Tell me how this makes sense.
Sitting on every corporate desktop is more computing power than existed in the average 1980 data center.
We’re going to use that computing power to run a browser and nothing but a browser. Through a complex combination of networking, virtualization, elaborate security provisions, and even more elaborate management and invoicing systems, the browser will deliver an office suite that runs on a server located in someone else’s gimongous data center.
Through the magic of grid computing, though … the same core technology used to create the Cloud’s highly elastic computing infrastructure … end-users can donate their increasingly unused desktop CPU cycles to the Search for Extraterrestrial Intelligence (SETI).
Why would you want to pay for CPU cycles that lie outside your firewall when you have an enormous supply of them going to waste inside it? Exploiting them wouldn’t even require sophisticated new technologies. DLL hell is a distant memory. SOA provides location independence and run-time binding. Automated version detection and updating technologies are routine.
So why not put the database server and storage systems in the data center, managing business logic centrally but executing it (except for batch runs, of course) on the desktop?
What am I missing?
Probably a lot. Large numbers of very smart people are investing a great deal of time, energy and capital into the Cloud, while nobody at all appears to be thinking about the value of desktop CPUs, other than a few organizations that want free computing power. What are the chances I’ve spotted something obvious that all these experts have missed?
The answer, sadly, is “Higher than they should be.” And while the economics and architecture of desktop CPU utilization is probably an academic matter so far as you’re concerned, understanding how this could happen matters to you quite a lot.
My personal policy is that when a very large number of inordinately smart people spend all day every day concentrating on a topic, I shouldn’t figure I’m so brilliant I can outthink them all in what I laughingly call my spare time. That doesn’t mean they’re right. It means the odds aren’t in my favor if I disagree with them. This is especially valid when dealing with professional, independently funded scientists.
Depressingly, many scientists on corporate payrolls have proven themselves willing to fudge their findings to favor their employers’ economic well being. Money distorts decision-making in much the way gravity distorts space-time. It pulls thinking to where it is most concentrated.
When considering the popularity of the Cloud and the current lack of interest in using desktop computers to, for example, compute, this econo-gravitational effect might be at work.
Consider: In the mid-1980s, most of the industry’s creative energy was focused on the personal computer. A few PC software startups had made huge piles of money; venture capitalists wanted a share; the best and brightest among the developer community found employment in companies trying to join the bandwagon; and client/server computing was born.
A lot of the thinking behind client/server was a bit fuzzy, though, including what words like “client” and “server” were supposed to mean. Added to the fuzzy thinking were tools too primitive to easily and flexibly segregate and deploy business logic, integration logic, and user presentation logic. Layered onto this was Microsoft’s refusal to respect its own DLL definitions, which led to “DLL Hell” when IT organizations deployed new software and new versions to the desktop.
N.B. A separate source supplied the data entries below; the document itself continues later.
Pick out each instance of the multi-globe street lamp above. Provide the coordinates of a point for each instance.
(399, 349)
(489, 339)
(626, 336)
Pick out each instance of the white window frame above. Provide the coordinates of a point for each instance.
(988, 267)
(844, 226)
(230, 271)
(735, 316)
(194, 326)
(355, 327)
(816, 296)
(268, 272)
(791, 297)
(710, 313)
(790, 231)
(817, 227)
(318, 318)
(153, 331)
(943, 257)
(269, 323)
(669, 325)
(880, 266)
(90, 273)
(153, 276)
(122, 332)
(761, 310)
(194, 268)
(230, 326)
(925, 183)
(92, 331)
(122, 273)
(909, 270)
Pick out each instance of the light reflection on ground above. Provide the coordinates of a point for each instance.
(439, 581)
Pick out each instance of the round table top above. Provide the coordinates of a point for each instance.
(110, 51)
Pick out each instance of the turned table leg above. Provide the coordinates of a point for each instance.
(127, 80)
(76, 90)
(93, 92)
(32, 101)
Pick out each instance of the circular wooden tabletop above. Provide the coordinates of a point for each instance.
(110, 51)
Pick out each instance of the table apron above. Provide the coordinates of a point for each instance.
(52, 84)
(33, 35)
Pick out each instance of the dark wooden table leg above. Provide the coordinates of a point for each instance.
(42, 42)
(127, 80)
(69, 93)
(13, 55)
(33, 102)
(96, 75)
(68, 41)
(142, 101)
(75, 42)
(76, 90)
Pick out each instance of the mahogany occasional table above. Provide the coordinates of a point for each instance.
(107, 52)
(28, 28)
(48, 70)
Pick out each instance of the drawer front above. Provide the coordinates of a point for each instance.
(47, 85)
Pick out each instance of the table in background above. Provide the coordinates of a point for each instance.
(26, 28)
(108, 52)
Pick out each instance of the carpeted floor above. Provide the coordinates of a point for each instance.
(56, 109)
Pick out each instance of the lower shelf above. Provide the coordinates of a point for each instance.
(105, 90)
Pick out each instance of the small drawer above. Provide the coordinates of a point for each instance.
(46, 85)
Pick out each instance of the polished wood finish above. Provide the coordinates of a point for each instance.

Which is why client/server computing got a bad name and the industry’s creative energy and capital investment shifted to server-side computing.
Then the World Wide Web happened and it all shifted again, to eCommerce.
And so on, ad infinitum, ad nauseum.
While it’s entirely possible that sound engineering arguments lie behind a preference for moving computing cycles into the Cloud and paying for them there, while ignoring the free ones sitting inside the firewall and directly in front of the end-users who need the results, it’s just as possible the arguments are entirely economic:
- The big research firms are publishing their traditional hockey-stick-shaped growth projections, this time for the Cloud.
- These growth projections become self-fulfilling prophesies (at least in the short term) as those responsible for business investment use them to decide where to place their bets.
- Technical professionals, needing jobs, find them where the investments are being made.
- And so, the money trail, rather than engineering factors, pull our industry into the Cloud, for no particular reason.
Save one: The secure feeling that comes from following the latest trend.